No one had a question. Her explanation was very clear. I took a seat next to Lucia, one of the girls who still had not spoken to me at all.

'So,' I started. Her eyes were focused on her hands, I was not even sure if she could even hear me. 'Do you want to start?'

'I wish I was stronger,' she whispered softly. 'Like one of those characters in a movie. I wish I could be a hero, a real one. One that saves people, one that makes them happy instead of scaring them.'

'That is a really nice wish,' I responded, not even knowing if she was following the assignment. But I did not really care. To be honest, the girl in front of me scared me. She did not speak, but when she did she was angry. Maybe she had some anger issues? Or a lot of anger issues.

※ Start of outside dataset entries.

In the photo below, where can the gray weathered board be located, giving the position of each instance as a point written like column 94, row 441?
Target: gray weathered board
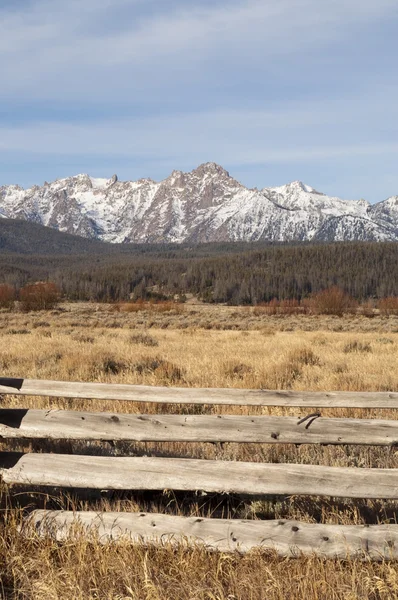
column 147, row 473
column 219, row 396
column 287, row 538
column 75, row 425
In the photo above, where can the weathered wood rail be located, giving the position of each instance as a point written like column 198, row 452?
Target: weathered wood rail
column 248, row 478
column 218, row 396
column 153, row 473
column 82, row 425
column 287, row 538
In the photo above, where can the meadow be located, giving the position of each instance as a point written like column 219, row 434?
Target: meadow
column 195, row 346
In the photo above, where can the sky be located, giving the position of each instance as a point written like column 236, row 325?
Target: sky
column 272, row 90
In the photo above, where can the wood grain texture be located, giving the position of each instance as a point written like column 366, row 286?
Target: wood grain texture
column 75, row 425
column 219, row 396
column 287, row 538
column 147, row 473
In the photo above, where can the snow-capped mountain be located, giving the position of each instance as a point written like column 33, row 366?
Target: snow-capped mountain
column 204, row 205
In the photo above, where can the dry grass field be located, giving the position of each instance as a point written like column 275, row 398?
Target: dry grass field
column 195, row 346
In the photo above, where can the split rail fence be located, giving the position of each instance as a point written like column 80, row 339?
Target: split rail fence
column 288, row 538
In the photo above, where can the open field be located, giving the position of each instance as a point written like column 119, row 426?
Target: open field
column 197, row 346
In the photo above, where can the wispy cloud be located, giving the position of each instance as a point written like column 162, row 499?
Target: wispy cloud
column 243, row 82
column 57, row 49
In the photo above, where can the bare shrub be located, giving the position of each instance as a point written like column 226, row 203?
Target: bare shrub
column 304, row 356
column 145, row 339
column 112, row 366
column 238, row 370
column 7, row 296
column 164, row 370
column 39, row 296
column 356, row 346
column 280, row 307
column 332, row 301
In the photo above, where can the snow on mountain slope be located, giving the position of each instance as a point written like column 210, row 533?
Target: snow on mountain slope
column 206, row 204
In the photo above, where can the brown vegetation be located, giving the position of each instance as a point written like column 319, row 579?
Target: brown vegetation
column 39, row 296
column 7, row 296
column 201, row 346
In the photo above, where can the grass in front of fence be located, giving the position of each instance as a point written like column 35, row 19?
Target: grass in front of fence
column 200, row 347
column 83, row 569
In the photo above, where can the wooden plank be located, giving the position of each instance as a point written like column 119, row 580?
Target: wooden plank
column 219, row 396
column 287, row 538
column 147, row 473
column 75, row 425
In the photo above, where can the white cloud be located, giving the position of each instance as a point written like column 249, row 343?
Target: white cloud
column 229, row 137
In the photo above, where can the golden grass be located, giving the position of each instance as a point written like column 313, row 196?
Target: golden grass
column 199, row 346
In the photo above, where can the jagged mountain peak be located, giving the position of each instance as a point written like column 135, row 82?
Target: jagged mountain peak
column 205, row 204
column 210, row 168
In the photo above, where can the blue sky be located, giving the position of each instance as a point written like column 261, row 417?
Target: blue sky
column 273, row 90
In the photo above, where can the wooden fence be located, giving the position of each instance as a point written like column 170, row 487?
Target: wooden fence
column 248, row 478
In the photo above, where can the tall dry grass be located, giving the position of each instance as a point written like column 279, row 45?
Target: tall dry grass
column 200, row 346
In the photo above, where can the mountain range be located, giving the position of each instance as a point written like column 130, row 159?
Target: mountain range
column 204, row 205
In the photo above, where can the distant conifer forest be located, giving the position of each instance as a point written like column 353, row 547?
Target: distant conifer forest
column 237, row 274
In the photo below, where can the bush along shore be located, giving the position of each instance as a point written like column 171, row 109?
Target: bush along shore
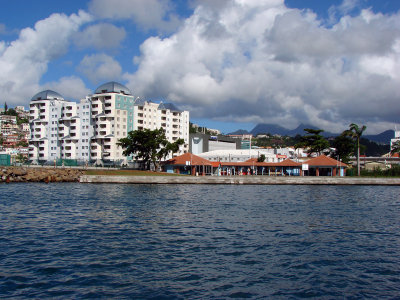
column 22, row 174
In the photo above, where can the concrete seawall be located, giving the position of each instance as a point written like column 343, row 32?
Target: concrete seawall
column 248, row 180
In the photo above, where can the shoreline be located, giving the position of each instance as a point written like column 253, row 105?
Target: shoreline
column 239, row 180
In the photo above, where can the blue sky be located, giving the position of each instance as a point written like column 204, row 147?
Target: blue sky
column 232, row 64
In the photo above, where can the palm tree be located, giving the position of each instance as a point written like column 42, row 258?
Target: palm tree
column 356, row 132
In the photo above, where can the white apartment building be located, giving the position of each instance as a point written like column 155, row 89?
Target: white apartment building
column 90, row 130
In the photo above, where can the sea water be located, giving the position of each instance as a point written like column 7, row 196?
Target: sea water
column 71, row 240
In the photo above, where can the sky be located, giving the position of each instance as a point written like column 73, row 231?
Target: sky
column 231, row 63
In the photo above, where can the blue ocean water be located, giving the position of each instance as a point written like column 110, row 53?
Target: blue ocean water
column 72, row 240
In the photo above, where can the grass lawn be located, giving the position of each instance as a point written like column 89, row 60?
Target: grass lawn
column 127, row 173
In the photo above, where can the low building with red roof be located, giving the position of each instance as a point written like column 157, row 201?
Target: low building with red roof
column 189, row 164
column 192, row 164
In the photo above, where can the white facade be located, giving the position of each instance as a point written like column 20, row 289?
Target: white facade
column 396, row 138
column 90, row 130
column 238, row 155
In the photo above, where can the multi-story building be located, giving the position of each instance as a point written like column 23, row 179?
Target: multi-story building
column 90, row 130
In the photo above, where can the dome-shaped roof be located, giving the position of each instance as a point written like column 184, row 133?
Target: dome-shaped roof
column 112, row 87
column 47, row 95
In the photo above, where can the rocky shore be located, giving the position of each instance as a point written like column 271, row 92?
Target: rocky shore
column 32, row 174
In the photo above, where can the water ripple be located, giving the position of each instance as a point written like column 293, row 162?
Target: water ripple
column 193, row 242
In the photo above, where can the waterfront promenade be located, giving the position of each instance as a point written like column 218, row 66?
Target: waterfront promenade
column 246, row 180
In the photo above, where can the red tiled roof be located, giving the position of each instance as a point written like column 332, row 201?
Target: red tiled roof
column 288, row 163
column 194, row 160
column 324, row 161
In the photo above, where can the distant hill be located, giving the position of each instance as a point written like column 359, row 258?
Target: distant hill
column 277, row 129
column 382, row 138
column 239, row 132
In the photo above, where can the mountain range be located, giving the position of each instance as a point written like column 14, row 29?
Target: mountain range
column 262, row 128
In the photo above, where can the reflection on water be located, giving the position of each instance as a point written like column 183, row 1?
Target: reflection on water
column 198, row 241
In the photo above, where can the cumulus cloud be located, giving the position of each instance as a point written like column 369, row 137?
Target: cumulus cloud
column 25, row 60
column 100, row 36
column 71, row 88
column 100, row 67
column 149, row 14
column 263, row 62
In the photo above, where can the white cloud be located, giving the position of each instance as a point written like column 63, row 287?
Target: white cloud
column 100, row 67
column 149, row 14
column 100, row 36
column 25, row 60
column 71, row 88
column 258, row 60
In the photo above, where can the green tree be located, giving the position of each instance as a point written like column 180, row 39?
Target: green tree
column 395, row 148
column 314, row 141
column 148, row 145
column 344, row 147
column 356, row 132
column 261, row 158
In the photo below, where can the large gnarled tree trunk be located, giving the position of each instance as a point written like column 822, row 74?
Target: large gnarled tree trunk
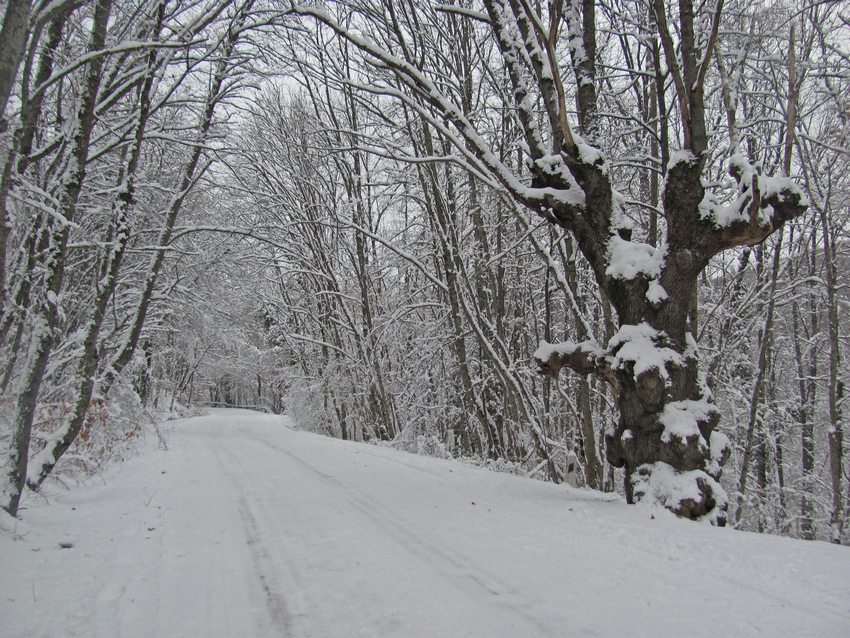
column 665, row 437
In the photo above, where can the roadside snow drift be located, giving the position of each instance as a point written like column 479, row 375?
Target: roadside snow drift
column 247, row 527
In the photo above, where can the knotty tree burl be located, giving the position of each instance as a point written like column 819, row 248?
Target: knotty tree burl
column 665, row 435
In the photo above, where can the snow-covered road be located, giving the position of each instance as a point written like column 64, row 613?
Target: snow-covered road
column 246, row 527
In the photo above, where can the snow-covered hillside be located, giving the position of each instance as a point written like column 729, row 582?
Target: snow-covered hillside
column 247, row 527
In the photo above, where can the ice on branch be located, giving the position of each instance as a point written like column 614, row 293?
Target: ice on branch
column 585, row 358
column 639, row 345
column 628, row 259
column 655, row 294
column 750, row 203
column 693, row 492
column 681, row 419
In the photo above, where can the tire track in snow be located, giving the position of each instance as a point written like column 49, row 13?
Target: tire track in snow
column 454, row 571
column 275, row 601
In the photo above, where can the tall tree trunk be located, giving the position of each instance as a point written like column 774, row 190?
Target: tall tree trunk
column 47, row 316
column 224, row 67
column 122, row 208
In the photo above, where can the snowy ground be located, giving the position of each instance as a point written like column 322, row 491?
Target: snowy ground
column 245, row 527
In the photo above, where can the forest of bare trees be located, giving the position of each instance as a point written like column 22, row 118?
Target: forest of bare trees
column 607, row 236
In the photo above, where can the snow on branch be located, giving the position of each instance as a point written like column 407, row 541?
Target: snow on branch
column 640, row 345
column 585, row 358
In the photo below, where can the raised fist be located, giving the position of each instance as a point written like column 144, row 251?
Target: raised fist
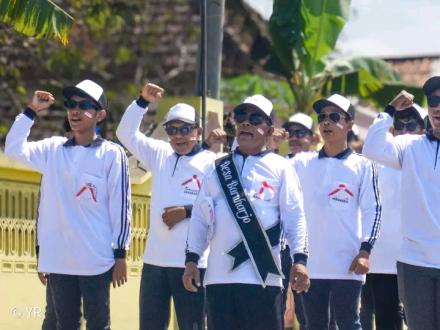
column 403, row 100
column 152, row 92
column 41, row 100
column 216, row 137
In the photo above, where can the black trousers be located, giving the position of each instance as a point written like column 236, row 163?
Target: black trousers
column 50, row 318
column 67, row 291
column 286, row 264
column 158, row 285
column 244, row 307
column 380, row 303
column 345, row 297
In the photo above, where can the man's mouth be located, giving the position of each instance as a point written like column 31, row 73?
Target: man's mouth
column 244, row 133
column 294, row 144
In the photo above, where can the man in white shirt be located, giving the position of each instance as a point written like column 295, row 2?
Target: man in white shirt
column 84, row 211
column 342, row 208
column 239, row 212
column 178, row 169
column 380, row 304
column 418, row 266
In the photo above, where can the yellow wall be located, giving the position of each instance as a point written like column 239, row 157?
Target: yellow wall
column 22, row 296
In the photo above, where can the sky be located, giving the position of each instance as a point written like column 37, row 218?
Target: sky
column 385, row 28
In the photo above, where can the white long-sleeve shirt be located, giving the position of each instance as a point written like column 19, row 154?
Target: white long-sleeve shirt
column 384, row 255
column 176, row 182
column 212, row 221
column 418, row 158
column 84, row 212
column 342, row 208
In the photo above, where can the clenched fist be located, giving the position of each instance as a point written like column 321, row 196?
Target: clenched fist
column 402, row 101
column 152, row 93
column 41, row 100
column 299, row 278
column 215, row 137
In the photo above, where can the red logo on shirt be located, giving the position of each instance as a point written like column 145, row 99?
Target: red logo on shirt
column 192, row 185
column 266, row 191
column 88, row 187
column 341, row 187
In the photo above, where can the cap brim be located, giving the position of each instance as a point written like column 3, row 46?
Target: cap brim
column 70, row 91
column 253, row 106
column 431, row 85
column 290, row 123
column 186, row 121
column 320, row 104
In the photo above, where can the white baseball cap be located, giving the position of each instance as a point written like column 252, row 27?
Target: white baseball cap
column 302, row 119
column 182, row 112
column 336, row 100
column 421, row 111
column 260, row 102
column 87, row 88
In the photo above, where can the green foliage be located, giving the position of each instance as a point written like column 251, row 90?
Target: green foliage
column 38, row 18
column 304, row 34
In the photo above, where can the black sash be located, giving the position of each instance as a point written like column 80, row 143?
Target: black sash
column 257, row 243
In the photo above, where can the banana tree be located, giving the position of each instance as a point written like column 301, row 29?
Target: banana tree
column 38, row 18
column 304, row 34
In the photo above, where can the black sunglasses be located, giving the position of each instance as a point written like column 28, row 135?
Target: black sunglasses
column 334, row 117
column 254, row 118
column 410, row 126
column 433, row 101
column 182, row 130
column 82, row 105
column 299, row 133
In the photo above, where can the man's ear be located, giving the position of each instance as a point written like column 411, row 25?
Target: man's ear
column 270, row 131
column 315, row 139
column 199, row 131
column 101, row 115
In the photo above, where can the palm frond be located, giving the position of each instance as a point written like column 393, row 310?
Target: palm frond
column 38, row 18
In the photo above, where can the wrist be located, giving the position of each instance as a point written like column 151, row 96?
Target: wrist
column 142, row 102
column 30, row 112
column 206, row 145
column 192, row 257
column 366, row 248
column 119, row 253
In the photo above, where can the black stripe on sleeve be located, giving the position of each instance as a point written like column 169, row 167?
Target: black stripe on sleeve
column 376, row 225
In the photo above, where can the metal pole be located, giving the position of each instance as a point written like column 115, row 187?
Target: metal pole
column 203, row 59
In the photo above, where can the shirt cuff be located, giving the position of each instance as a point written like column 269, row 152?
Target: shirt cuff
column 188, row 210
column 389, row 109
column 143, row 103
column 192, row 257
column 31, row 114
column 120, row 253
column 300, row 258
column 365, row 246
column 205, row 146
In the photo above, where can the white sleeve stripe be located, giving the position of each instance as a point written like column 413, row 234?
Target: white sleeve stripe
column 123, row 235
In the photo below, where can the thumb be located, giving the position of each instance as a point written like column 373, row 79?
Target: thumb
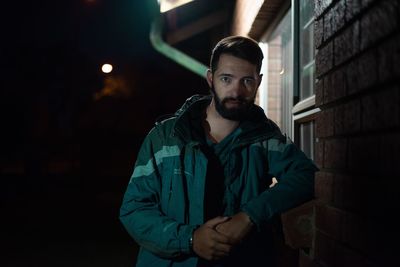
column 217, row 220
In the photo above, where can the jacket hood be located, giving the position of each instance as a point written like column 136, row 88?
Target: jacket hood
column 189, row 128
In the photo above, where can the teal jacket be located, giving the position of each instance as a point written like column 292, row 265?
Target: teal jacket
column 163, row 202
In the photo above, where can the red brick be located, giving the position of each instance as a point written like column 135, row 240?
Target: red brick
column 364, row 155
column 347, row 43
column 381, row 110
column 339, row 15
column 318, row 32
column 335, row 153
column 367, row 71
column 319, row 153
column 384, row 14
column 324, row 187
column 348, row 118
column 353, row 8
column 319, row 92
column 352, row 77
column 331, row 221
column 337, row 88
column 324, row 59
column 389, row 155
column 324, row 123
column 388, row 59
column 328, row 25
column 324, row 249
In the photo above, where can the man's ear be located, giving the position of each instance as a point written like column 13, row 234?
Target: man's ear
column 209, row 78
column 259, row 80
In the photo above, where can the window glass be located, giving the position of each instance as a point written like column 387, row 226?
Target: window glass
column 307, row 51
column 279, row 75
column 306, row 134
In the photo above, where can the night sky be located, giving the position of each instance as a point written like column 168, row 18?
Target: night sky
column 70, row 133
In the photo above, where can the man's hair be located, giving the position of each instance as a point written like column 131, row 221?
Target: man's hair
column 238, row 46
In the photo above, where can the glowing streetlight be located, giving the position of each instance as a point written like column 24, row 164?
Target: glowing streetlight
column 166, row 5
column 106, row 68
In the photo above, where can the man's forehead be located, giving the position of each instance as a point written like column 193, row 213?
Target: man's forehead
column 230, row 64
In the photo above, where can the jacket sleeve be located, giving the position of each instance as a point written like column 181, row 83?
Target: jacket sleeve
column 295, row 174
column 140, row 212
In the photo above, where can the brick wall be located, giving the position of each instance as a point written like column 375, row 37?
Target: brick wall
column 358, row 140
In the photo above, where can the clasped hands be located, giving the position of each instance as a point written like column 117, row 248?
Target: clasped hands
column 216, row 238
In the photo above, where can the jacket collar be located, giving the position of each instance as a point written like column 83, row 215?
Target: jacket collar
column 188, row 126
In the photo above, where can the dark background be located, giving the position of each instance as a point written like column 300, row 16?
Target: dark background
column 69, row 133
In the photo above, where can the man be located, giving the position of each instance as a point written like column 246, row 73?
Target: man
column 199, row 194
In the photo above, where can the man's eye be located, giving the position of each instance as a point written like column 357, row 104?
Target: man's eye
column 225, row 79
column 248, row 81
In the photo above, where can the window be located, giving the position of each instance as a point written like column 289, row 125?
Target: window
column 275, row 90
column 287, row 92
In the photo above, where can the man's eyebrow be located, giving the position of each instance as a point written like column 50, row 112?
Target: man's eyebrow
column 225, row 74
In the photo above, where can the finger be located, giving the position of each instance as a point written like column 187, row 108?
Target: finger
column 222, row 239
column 223, row 249
column 217, row 220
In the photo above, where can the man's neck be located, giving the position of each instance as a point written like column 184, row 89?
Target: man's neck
column 215, row 126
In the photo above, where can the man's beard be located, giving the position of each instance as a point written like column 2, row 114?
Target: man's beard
column 235, row 113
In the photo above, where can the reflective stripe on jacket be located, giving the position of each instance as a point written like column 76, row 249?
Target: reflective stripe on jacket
column 163, row 202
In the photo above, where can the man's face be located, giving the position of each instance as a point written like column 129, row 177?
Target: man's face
column 234, row 86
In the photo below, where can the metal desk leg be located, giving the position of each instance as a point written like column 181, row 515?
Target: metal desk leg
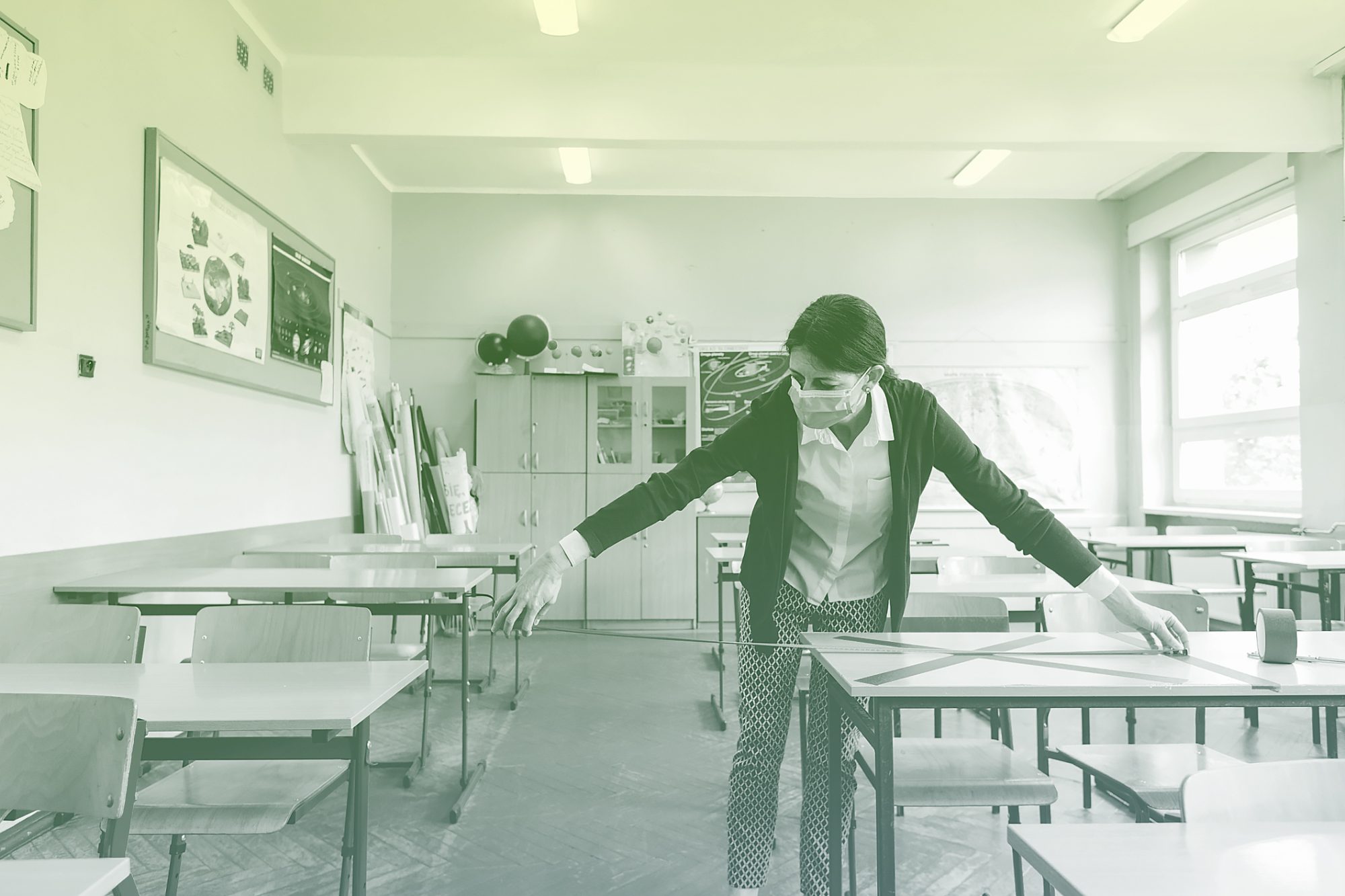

'The compliment I would like to give you is that you spoke very clearly,' I said, hoping that she would not all of a sudden explode. 'And the thing you could maybe work on is your body posture,' I knew I was on thin ice. 'If you sit with your arms crossed over each other like that and with your eyes looking to the ground you look, uhm, unreachable. I really do not want to insult you, it is simply what I think.'

'So I should look at you?' she asked, anger building up inside of her. 'Do you want me to look at you?' she asked again. This time her voice made me shiver in fear. Her eyes found mine and for the first time I saw the gigantic scar running from the left side of her jaw to her right eyebrow. But instead of saying anything about a shaky breath escaped from my lips. 'You are beautiful,' I breathed, 'you are so beautiful.'

Something changed in her. Lucia did not attack me the way I originally thought she was going to. A red colour found its way to her cheeks. She blushed.

'No,' she whispered. 'I am not.'

'Please look at me again,' I begged her. The girl in front of me had obviously been hurt too many times, but no more. She deserved to know that she was worth it. She deserved to know how precious she was.

Slowly she turned her face to me again. A tear escaped from her eyes. 'Who did that to you?' I wondered. I touched the soft skin of her face as gentle as I possible could. 'Who?'

'My b-boyfriend,' she whispered, her voice broke and more tears escaped her eyes. 'H-He wanted to k-kill me.'

After Lucia had said that she broke out in tears. I carefully took her in my arms, not sure what else to do. I felt her hot tears falling on my shoulders as she accepted my grip.

'H-He tried to f-fucking kill m-me,' she stuttered between her cries. 'I h-hate him so m-much.'

'It is okay,' I just said, even though it really was not. It made me feel ashamed about being a men knowing that there were so much men who hurt women. Who raped them, who treated them like dolls. 'Your safe now.'

It was only then that I realised all eyes were on me. Everybody had stopped talking and looked at us with a shocked expression on their faces. None of that mattered to me, the only thing I could focus on were the eyes from the boy who lived, who looked at me with a kind expression. When he caught me staring he smiled at me before turning back to Lydia.

'I will take it over from here, okay?' dr. Dolan asked. I honestly did not want to let go of the fragile girl in my arms just yet, knowing that she had needed this. An sincere hug from someone that did not want anything from her. 'Yeah,' I mumbled before taking her arms of my middle. 'I really liked that hug,' I softly whispered into her ear. 'And if you did too I hope you remember where you can get them.'

'I will not forget that,' she whispered before standing. Dr. Dolan grabbed her arm and led her gently out of the room. A sigh escaped my lips. Just a minute ago I had felt calm, peacefully even. But now the young girl was gone I felt angers boiling up inside of me. I stood up and walked as fast as I possibly could out of the room.

I never had been that relieved to go back to that stupid little bedroom that I had to share with Harry Potter. My body fell on the hard mattress as tears escaped my eyes. Physically I felt like shit, mentally I felt even worse. The urge to express my anger and to hurt myself was building up inside of me. And before I could stop myself my fist had punched a hole in the wall.